The above is the puzzle, I cannot figure out where is the problem, the result always returns false. Plus I am not allowed to use any library in SWI-Prolog.

solve( Z ) :- assign( Z, [0,1,2,3,4,5,6,7,8,9] ), check( Z ).

find( VAL, G, I, V, E ) :- VAL is G * 1000 + I * 100 + V * 10 + E.
find2( VALR, M, E ) :- VALR is M * 10 + E.
find3( VALA, M, O, N, E, Y ) :- VALA is M * 10000 + O * 1000 + N * 100 + E * 10 + Y.

check( Z ) :- 
    G #>= 1, M #>= 1,
    find( VAL, G, I, V, E ), find2( VALR, M, E ), find3( VALA, M, O, N, E, Y ), VAL * VALR =:= VALA  .
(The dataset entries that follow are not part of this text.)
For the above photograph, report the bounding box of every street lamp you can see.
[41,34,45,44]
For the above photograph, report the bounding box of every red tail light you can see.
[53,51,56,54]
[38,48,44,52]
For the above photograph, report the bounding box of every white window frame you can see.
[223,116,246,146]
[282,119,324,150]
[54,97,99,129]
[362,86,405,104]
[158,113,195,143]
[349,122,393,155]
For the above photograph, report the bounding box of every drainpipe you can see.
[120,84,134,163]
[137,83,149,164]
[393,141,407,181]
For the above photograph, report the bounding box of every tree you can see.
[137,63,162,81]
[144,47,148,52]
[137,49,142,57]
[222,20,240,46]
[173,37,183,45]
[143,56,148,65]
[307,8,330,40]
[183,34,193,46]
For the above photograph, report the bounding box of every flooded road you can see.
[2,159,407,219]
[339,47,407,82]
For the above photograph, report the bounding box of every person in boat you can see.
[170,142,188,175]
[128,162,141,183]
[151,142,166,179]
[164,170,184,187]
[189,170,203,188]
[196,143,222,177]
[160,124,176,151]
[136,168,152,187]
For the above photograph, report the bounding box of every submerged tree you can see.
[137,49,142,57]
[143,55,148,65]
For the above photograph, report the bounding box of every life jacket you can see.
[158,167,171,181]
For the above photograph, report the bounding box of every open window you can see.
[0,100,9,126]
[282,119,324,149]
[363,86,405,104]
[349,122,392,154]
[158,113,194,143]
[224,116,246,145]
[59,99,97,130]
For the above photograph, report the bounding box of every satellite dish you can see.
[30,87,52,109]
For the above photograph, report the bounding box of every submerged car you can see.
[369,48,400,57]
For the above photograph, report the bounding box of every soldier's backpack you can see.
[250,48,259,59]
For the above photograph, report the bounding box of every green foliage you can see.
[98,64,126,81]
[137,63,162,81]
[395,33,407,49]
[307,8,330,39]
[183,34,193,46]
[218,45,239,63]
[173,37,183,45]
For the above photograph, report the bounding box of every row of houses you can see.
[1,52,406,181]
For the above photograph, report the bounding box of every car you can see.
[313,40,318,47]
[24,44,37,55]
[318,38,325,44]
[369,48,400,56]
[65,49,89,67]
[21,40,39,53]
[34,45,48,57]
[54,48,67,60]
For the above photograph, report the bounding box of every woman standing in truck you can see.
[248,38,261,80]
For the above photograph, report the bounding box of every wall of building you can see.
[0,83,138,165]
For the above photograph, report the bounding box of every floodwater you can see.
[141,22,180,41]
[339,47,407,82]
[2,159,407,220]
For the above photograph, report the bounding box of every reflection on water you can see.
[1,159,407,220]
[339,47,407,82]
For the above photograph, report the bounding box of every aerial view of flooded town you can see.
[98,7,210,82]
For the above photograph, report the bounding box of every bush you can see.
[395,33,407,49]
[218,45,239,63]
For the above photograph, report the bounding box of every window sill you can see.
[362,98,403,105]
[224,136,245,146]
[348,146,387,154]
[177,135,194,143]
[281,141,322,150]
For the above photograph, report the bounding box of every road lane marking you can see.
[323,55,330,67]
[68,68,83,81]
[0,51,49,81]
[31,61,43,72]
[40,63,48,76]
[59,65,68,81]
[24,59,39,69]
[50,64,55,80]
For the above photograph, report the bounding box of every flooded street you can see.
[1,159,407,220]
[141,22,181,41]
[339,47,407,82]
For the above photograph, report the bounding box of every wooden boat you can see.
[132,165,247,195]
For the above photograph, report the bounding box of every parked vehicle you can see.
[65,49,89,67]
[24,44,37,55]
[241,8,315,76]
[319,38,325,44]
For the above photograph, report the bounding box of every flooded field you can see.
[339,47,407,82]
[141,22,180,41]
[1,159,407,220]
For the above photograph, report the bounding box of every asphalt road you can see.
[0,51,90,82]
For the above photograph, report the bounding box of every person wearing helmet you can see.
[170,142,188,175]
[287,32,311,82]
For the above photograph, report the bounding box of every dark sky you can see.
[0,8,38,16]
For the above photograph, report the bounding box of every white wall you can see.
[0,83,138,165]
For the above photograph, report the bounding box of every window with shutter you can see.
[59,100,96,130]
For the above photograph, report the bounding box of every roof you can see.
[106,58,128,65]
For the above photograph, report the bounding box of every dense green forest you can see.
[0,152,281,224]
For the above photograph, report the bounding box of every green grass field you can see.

assign( Z, L ) :- permute( L, Z ).

/* permute is similar to all_difference in swi-prolog */
addany(X,K,[X|K]).
addany(X,[F|K],[F|L1]) :- addany(X,K,L1).
permute([],[]).
permute([X|K],P) :- permute(K, L1), addany(X, L1, P).
===============================================================
to solve, we execute solve([G,I,V,E,M,O,N,Y]).

Other Answer1

The following article by Eric Weisstein and Ed Pegg will be useful. It offers several solutions for a similar problem in Mathematica.

Using a very brute-force approach, there are two solutions: 1072 * 92 = 98624 and 1092 * 72 = 78624. The code that I used:

In[16]:= Cases[
 Permutations[
  Range[0, 9], {5}], {g_, i_, v_, e_, m_} /; g > 0 && m > 0 :> 
  With[{dig = IntegerDigits[(g*10^3 + i*10^2 + v*10 + e) (10 m + e)]},
   Join[{g, i, v, e, m}, dig[[{2, 3, 5}]]] /; 
    And[Length[dig] == 5, Unequal @@ dig, dig[[{1, 4}]] == {m, e}, 
     Intersection[dig[[{2, 3, 5}]], {g, i, v, e, m}] === {} ]
   ]]

Out[16]= {{1, 0, 7, 2, 9, 8, 6, 4}, {1, 0, 9, 2, 7, 8, 6, 4}}

comments:

Well, Mathematica is not very similar to Prolog. (Actually, no language other than Prolog is very similar to Prolog, for that matter….) [In fact the bug in OP's code is probably in "permute", so something like Mathematica's in-built Permutations is out of the OP's scope.]